The aim of this study was to assess the effectiveness and safety of lisdexamfetamine dimesylate (LDX) in children with attention-deficit/hyperactivity disorder (ADHD).
This was a 7-week, open-label study evaluating 20, 30, 40, 50, 60, or 70 mg/day LDX in 318 children aged 6-12 years with ADHD. The ADHD Rating Scale IV (ADHD-RS-IV) was the primary efficacy assessment. Secondary measures included the Clinical Global Impressions-Improvement (CGI-I), Expression and Emotion Scale for Children (EESC), and Behavior Rating Inventory of Executive Function (BRIEF). Safety assessments included treatment-emergent adverse events (TEAEs), vital signs, and electrocardiograms.
At end point, mean (standard deviation [SD]) improvement from baseline in ADHD-RS-IV total score was 28.6 (10.9) (p < 0.0001). Most subjects (89.9%) were rated "improved" (i.e., CGI-I 1 or 2). Improvements from baseline were observed in the EESC total and subscale scores (p < or = 0.0002). LDX treatment resulted in significant improvement on the Global Executive Composite, Behavioral Regulation, and Metacognition indices of the BRIEF (p < 0.0001). TEAEs (incidences > or =10%) were decreased appetite, decreased weight, irritability, insomnia, headache, upper abdominal pain, and initial insomnia.
LDX was effective and generally well tolerated with a safety profile consistent with long-acting stimulant use. There was overall improvement in ADHD symptoms and executive function measures and no worsening of emotional expression measures.

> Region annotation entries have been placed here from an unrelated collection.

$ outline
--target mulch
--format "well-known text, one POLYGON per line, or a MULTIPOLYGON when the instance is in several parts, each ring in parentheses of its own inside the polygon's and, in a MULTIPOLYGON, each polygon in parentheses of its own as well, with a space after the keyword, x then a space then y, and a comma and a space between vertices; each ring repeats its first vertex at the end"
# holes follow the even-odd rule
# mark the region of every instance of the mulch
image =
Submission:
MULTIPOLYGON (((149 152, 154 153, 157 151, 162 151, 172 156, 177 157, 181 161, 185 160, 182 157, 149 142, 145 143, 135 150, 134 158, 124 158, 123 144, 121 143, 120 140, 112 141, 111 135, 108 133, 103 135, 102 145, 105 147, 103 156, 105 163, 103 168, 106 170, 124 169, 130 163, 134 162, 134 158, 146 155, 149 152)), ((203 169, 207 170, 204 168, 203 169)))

clinicaltrials.gov Identifier: NCT00500071.
本研究旨在评估二甲磺酸赖右苯丙胺(LDX)治疗注意缺陷多动障碍(ADHD)患儿的有效性和安全性。
这是一项为期7周的开放标签研究,对318名6至12岁的ADHD患儿使用每日20、30、40、50、60或70毫克的LDX进行评估。ADHD评定量表第四版(ADHD-RS-IV)是主要疗效评估指标。次要指标包括临床总体印象改善量表(CGI-I)、儿童表情与情绪量表(EESC)以及执行功能行为评定量表(BRIEF)。安全性评估包括治疗中出现的不良事件(TEAE)、生命体征和心电图。
在研究终点,ADHD-RS-IV总分较基线的平均(标准差[SD])改善为28.6(10.9)(p<0.0001)。大多数受试者(89.9%)被评为“改善”(即CGI-I为1或2)。EESC总分及各子量表得分较基线均有改善(p≤0.0002)。LDX治疗使BRIEF的总体执行功能综合指标、行为调节指标和元认知指标有显著改善(p<0.0001)。TEAE(发生率≥10%)包括食欲减退、体重减轻、易怒、失眠、头痛、上腹部疼痛和初始失眠。
LDX有效且总体耐受性良好,其安全性与长效兴奋剂使用一致。ADHD症状和执行功能指标总体有所改善,情绪表达指标未恶化。
clinicaltrials.gov标识符:NCT00500071。